Claudia glanced feverishly around the ballroom, eyes landing on her parents. Her father glared sternly, his hands intimidating fists at his sides, and her mother looked a heartbeat away from bursting into embarrassed tears. Others watched her too, she noticed, their expressions nearer to curiosity than judgment.
The comte was nowhere to be seen.
“P-please, let m-me go.”
He shook his head slightly, leaning in until his mouth hovered over her ear and holding her in place as she tried to shrink away. “Are you always such a scared little mouse?” When she didn’t answer, he chuckled. “I will have such fun with you, I think. Now, take my arm and don’t make a scene.”

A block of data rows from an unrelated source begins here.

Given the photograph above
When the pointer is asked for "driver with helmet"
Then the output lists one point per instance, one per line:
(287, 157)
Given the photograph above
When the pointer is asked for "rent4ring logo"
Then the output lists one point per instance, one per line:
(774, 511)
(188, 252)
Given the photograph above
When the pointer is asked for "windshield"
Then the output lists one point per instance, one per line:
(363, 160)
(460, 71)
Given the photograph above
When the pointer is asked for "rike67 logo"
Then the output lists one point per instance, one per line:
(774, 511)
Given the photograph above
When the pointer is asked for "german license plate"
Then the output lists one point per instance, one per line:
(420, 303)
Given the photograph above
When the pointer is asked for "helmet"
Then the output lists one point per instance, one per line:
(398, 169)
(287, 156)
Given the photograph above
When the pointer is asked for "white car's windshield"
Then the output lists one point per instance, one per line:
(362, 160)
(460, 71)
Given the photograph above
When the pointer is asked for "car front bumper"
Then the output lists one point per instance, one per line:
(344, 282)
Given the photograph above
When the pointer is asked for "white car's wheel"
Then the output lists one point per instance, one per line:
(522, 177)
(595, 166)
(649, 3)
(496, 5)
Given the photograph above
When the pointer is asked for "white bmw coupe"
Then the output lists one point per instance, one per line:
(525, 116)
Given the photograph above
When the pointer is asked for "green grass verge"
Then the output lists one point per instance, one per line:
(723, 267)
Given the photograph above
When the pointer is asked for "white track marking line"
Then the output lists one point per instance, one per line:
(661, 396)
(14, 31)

The second time tonight she’d been ordered to keep her mouth shut, and she had no trouble doing so. She trembled from head to toe as Évoque tucked her hand into the crook of his elbow and led her from the dance floor over to a raised dais upon which was arranged the orchestra. Guests parted to make a path for them, and as they approached, the maestro nodded to the duke, and, as if in some sort of prearranged signal, the music faded to a close.
They had done it. Her parents had finally married her off, and to a French duke, of all things—and they were doing it tomorrow. Were she any other woman, she’d likely see this as nothing short of a miracle, going from a life as a cit to the wife of an aristocratic peer who was second only to royalty. Wha
t sort of manipulations must have taken place in order for Évoque to agree to marry a nobody such as her? She wasn’t even certain ten thousand pounds could guarantee such an event.
Perhaps she was worth more now. Perhaps her father had raised his offer to twelve. Or fifteen.
Oh, God. She’d been sold.
As he helped her up onto the dais, Évoque leaned in once more. “You should be smiling, chérie.” A threat masquerading as a suggestion.
She forced her lips to curve as she turned with him to face the guests, all of whom had quieted their merriment in anticipation of whatever news their host was about to share with them. A shudder wracked her, her hands fisting, her toes cramping inside her shoes. An invisible weight pressed down on her shoulders, and the inside of her mouth tasted like ash.
She had been so foolish to hope.
“Attention, my friends!” began the duke in French. “I hope you are all having a grand time.”
The crowd laughed their agreement, some raising glasses of sparkling champagne in acknowledgment.
“Excellent.” He smiled at them, then turned that smile on her. It was a charming smile, inviting one to join in his good cheer, but now that she knew what to look for, she saw the coldness lurking behind the kindness. He was measuring her, though for what she didn’t know.
She feared knowing.
“I wish I was more eloquent, but I’m afraid I’m unable to contain my excitement.” He beamed out at the crowd. “I’m announcing my engagement to Mademoiselle Pascale—please, congratulate us!” He took the hand on his arm and gripped it hard, raising it between them.
The guests, in collusion with the villain at her side, cheered boisterously, and the maestro struck up the orchestra in vibrant song. Bolstered by the happy news, the partygoers danced and drank with greater fervor, the din in the ballroom rising with each passing second.
For Claudia, it seemed so very far away. The duke lowered her hand, his hold shifting from her gloved fingers to her wrist, encircling it, squeezing it. He bent to her, switching back to English. “It’s a done thing, chérie. You’re going to be a duchess.”